India’s relations with China have been extremely tense over the past year. On June 14, 2020, PLA soldiers attacked Indian soldiers at the Galwan Valley in Ladakh, resulting in heavy casualties on both sides. The Galwan incident was not only the deadliest clash between the two neighbors since the skirmish at Nathu La in 1967, but also it was the first time since 1975 that blood was spilled along the disputed Sino-Indian border.

In August-September last year, India waved the Tibet card for the first time since 2018.

The government announced its deployment of the Special Frontier Force, an elite commando unit raised from among the Tibetan exile community in India for use in covert operations behind Chinese lines, in a key offensive against the PLA at Pangong Tso. The funeral of an SFF company leader was given a lot of publicity in the media.

In the months since, the impasse in the Himalayas remains. India and China have stepped up deployment of military personnel and hardware along the Line of Actual Control (LAC) in Ladakh. Simultaneously, military officials have engaged in 11 rounds of talks.

While these have resulted in the two sides completing disengagement at Pangong Tso, tensions persist at other friction points. Apparently, the Chinese have refused to budge from areas they occupied last year at Depsang Plains, Hot Springs, and Gogra.

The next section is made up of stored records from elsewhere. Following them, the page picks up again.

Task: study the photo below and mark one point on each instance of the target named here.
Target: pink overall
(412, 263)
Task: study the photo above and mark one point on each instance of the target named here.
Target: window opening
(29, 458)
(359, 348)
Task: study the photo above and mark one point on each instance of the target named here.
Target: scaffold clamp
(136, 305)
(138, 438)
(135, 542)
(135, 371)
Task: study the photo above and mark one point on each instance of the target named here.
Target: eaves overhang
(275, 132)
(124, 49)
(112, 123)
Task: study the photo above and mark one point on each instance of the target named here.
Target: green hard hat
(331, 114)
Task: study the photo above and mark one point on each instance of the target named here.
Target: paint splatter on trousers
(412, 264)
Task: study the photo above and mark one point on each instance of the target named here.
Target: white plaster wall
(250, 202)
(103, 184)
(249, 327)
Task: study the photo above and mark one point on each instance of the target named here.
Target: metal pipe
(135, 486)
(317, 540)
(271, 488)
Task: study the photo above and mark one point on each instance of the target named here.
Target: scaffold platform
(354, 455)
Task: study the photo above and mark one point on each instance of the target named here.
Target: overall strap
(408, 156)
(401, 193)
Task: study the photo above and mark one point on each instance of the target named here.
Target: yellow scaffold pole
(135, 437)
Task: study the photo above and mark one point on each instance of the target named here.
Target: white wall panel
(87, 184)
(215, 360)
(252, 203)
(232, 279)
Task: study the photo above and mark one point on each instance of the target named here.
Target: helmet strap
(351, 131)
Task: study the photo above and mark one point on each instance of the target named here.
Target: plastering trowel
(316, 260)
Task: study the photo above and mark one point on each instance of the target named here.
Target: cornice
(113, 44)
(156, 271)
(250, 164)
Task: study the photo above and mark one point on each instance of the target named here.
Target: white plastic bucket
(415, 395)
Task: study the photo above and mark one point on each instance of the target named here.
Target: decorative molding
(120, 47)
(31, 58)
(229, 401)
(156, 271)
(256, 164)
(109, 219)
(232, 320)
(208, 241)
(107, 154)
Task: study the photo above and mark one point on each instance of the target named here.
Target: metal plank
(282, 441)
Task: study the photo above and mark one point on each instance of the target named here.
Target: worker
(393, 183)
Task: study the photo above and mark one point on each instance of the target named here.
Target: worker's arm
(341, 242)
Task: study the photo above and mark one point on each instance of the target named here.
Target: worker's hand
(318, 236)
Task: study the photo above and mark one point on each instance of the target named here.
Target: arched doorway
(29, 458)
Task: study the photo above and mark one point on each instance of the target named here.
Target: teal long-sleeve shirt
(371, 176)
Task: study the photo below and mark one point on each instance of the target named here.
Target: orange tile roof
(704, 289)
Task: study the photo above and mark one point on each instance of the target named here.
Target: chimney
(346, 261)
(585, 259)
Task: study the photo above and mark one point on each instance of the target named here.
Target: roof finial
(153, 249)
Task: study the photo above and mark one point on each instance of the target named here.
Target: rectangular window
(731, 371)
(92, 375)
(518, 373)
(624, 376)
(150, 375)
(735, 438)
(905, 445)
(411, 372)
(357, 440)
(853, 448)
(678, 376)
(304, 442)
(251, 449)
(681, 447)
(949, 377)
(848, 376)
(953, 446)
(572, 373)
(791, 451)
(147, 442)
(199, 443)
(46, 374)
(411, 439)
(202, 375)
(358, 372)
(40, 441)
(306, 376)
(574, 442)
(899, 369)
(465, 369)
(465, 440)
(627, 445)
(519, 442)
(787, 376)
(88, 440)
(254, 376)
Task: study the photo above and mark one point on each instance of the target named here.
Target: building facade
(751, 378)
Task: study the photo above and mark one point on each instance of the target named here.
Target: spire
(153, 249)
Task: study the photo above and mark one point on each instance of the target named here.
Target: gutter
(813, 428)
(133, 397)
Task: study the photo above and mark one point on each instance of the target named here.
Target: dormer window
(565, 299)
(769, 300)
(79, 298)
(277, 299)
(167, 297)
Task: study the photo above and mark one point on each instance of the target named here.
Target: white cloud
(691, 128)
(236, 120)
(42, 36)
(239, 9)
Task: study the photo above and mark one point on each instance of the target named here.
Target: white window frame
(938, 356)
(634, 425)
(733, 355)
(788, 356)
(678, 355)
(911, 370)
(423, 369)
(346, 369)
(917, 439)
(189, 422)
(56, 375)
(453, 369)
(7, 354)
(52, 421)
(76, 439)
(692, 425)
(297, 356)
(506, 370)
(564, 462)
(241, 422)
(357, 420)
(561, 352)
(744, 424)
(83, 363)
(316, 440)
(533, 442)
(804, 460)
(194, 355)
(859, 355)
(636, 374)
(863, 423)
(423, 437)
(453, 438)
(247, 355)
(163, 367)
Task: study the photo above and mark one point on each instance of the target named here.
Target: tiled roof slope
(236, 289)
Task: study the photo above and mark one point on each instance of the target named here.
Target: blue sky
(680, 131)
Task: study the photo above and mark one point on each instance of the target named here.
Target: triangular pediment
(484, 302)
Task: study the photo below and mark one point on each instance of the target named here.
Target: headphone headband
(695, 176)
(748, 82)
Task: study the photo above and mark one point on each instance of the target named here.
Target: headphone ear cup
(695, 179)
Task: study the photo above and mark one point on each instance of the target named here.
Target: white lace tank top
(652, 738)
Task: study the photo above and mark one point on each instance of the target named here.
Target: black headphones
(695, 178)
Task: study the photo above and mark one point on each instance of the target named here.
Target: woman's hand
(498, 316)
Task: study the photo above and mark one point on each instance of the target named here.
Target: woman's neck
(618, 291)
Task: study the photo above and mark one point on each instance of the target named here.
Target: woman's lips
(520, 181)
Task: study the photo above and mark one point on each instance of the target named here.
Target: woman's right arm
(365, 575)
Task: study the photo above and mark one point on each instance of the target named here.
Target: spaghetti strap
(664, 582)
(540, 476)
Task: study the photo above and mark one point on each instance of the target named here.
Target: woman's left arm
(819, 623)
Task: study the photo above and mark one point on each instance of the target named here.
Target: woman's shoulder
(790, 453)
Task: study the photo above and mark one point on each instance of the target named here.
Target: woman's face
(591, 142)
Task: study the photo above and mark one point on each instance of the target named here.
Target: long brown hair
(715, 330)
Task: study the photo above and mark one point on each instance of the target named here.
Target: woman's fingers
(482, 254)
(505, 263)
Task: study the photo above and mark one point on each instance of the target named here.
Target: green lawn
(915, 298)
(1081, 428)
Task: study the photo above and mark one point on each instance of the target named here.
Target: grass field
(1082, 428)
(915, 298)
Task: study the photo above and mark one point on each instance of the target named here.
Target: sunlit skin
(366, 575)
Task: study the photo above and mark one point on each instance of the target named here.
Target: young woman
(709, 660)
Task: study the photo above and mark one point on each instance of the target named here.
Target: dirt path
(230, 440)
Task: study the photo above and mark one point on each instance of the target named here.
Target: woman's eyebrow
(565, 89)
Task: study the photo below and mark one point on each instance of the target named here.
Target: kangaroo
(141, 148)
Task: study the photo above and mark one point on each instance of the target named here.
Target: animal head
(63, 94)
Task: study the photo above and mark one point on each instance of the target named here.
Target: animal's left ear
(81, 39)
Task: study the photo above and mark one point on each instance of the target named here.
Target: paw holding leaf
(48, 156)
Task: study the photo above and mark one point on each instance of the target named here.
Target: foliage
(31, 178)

At the last round of talks in April, the PLA reportedly asked Indian troops to move back. There is growing frustration in the Indian security establishment with China’s intransigence.

With the negotiation road failing to end the impasse in the Himalayas, a desperate Modi could be playing the Tibet card to signal to China that New Delhi could make things difficult for Beijing in Tibet if it wished too.

As its experience in the 2014-18 period indicates, playing the Tibet card has not helped India achieve its objectives vis-à-vis China. The Tibet question is a core issue to Beijing and any needling by India on this will result in retaliation. Chinese commentators have warned that it could provoke Beijing to retaliate in India’s Northeast. The Northeast is a conflict-ridden region and any support that China provides anti-India insurgents there would inflame the region.

A day after the Dalai Lama’s birthday, CTA President Penpa Tsering told India Today TV in an exclusive interview that the Dalai Lama is expected to meet Modi after the COVID-19 situation in India stabilizes.

Should this meeting happen, it would evoke a strong response from Beijing. Is India prepared for that?

Playing the Tibet card may impress Modi’s fans at home. It will not frighten the Chinese.